Egypt, which has joined a Saudi-led bloc of states in boycotting Qatar, said it will end a visa-free regime with the country and will continue to require that Doha meet the 13 demands the bloc has given it.
"It does not make sense to keep making exceptions for Qatar and giving it privileges in light of its current positions," said Foreign Ministry spokesman Ahmed Abu Zeid, referring to the visa-free regime that has been in place.
Though a new visa regime will be according exceptions to Qatari nationals with Egyptian mothers, those married to Egyptians, and Qataris studying in Egypt, it will mark the latest measure by the bloc to pile up pressure on Doha.

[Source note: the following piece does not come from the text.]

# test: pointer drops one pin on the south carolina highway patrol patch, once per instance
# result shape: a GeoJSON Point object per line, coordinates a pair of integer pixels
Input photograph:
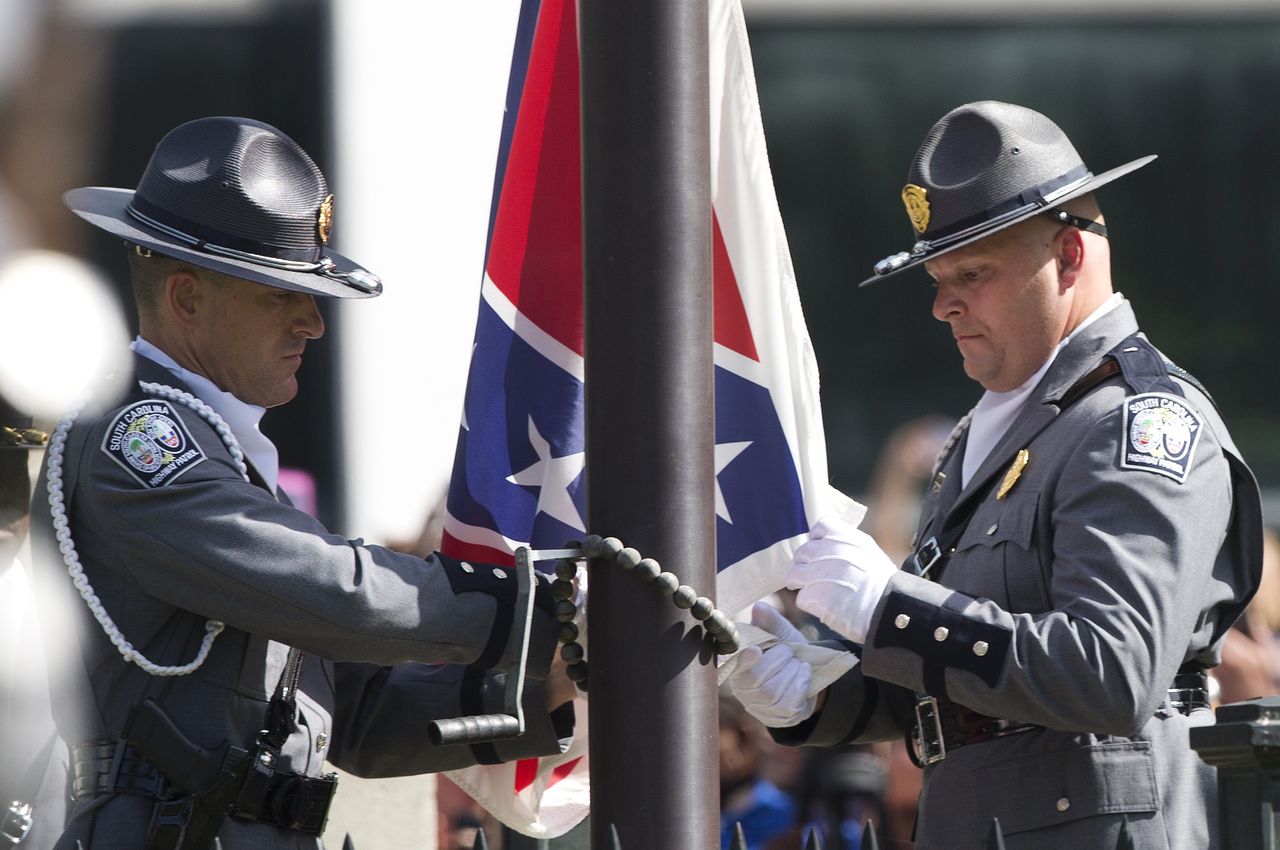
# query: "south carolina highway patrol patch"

The bloc, consisting of Saudi Arabia, Bahrain, Egypt, and the United Arab Emirates, severed diplomatic ties and cut all land, sea, and air routes with Qatar on June 5, accusing it of supporting terrorism, allegations denied by Doha.

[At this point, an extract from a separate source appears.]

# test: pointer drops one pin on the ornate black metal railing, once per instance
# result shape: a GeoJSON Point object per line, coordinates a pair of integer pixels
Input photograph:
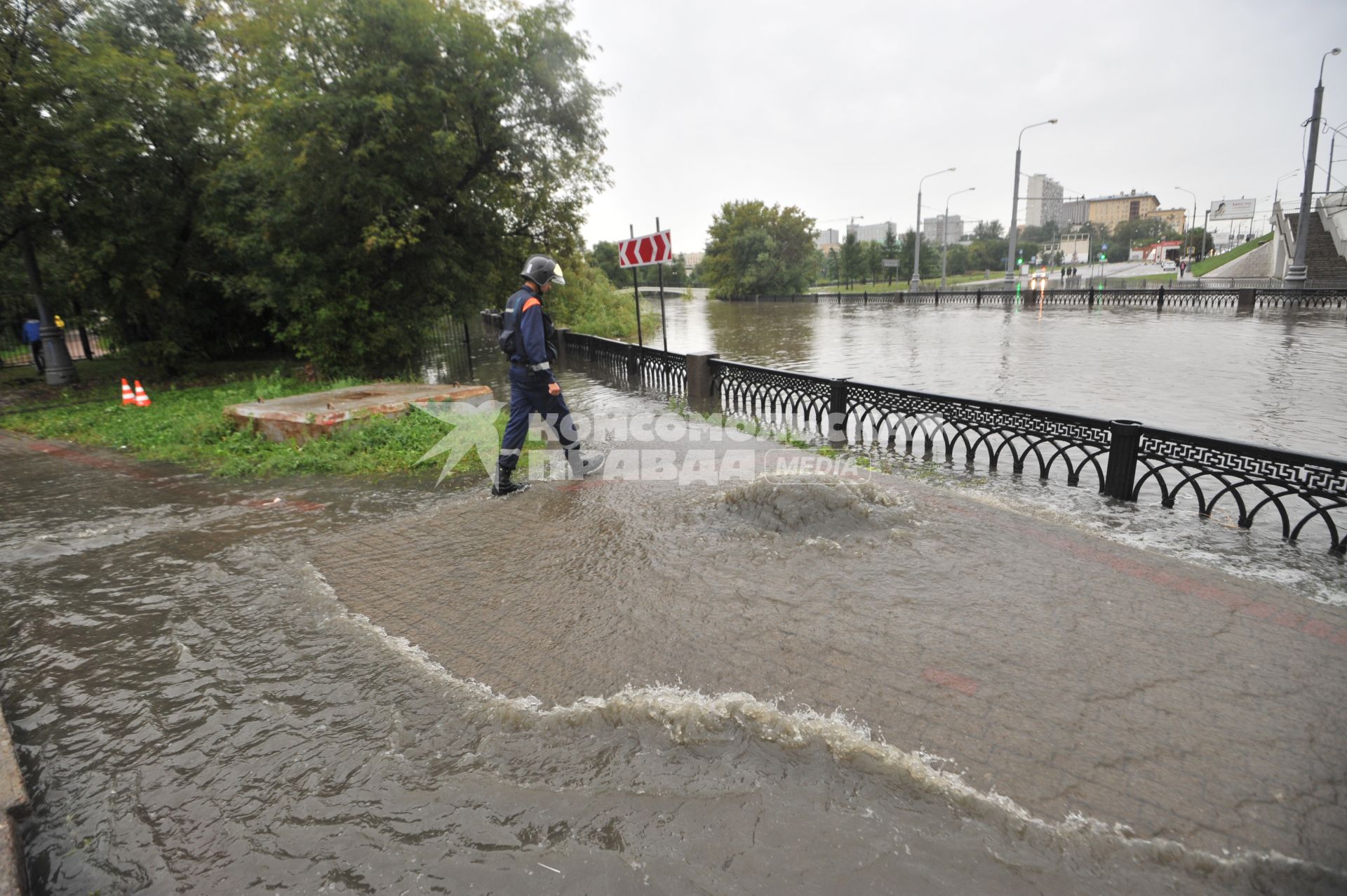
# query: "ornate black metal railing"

They later issued the 13-point list of demands for Doha to meet in order for the relations to be restored. Among them was that Qatar end its support for Muslim Brotherhood - the biggest Egyptian opposition party, which Cairo has banned - close a Turkish military base on its soil, limit its ties with Iran, and "compensate" the sanctioning countries for unspecified harm.
Egyptian Foreign Minister Sameh Shoukry also told his Kuwaiti counterpart during a meeting in Cairo on Monday that Egypt was standing by the list of demands and would keep the sanctions against Doha in place. Kuwait has been leading mediation efforts between Qatar and the quartet.
"The Foreign Minister affirmed to his Kuwaiti counterpart Egypt's commitment to the list of demands presented to the state of Qatar and the continuation of sanctions taken against it," Abu Zeid said in a statement.
The insistence comes "in light of what the quartet states see as Qatar's stalling and procrastination, and lack of concern for the concerns of the four states," he said.
Doha has refused to meet any of the demands.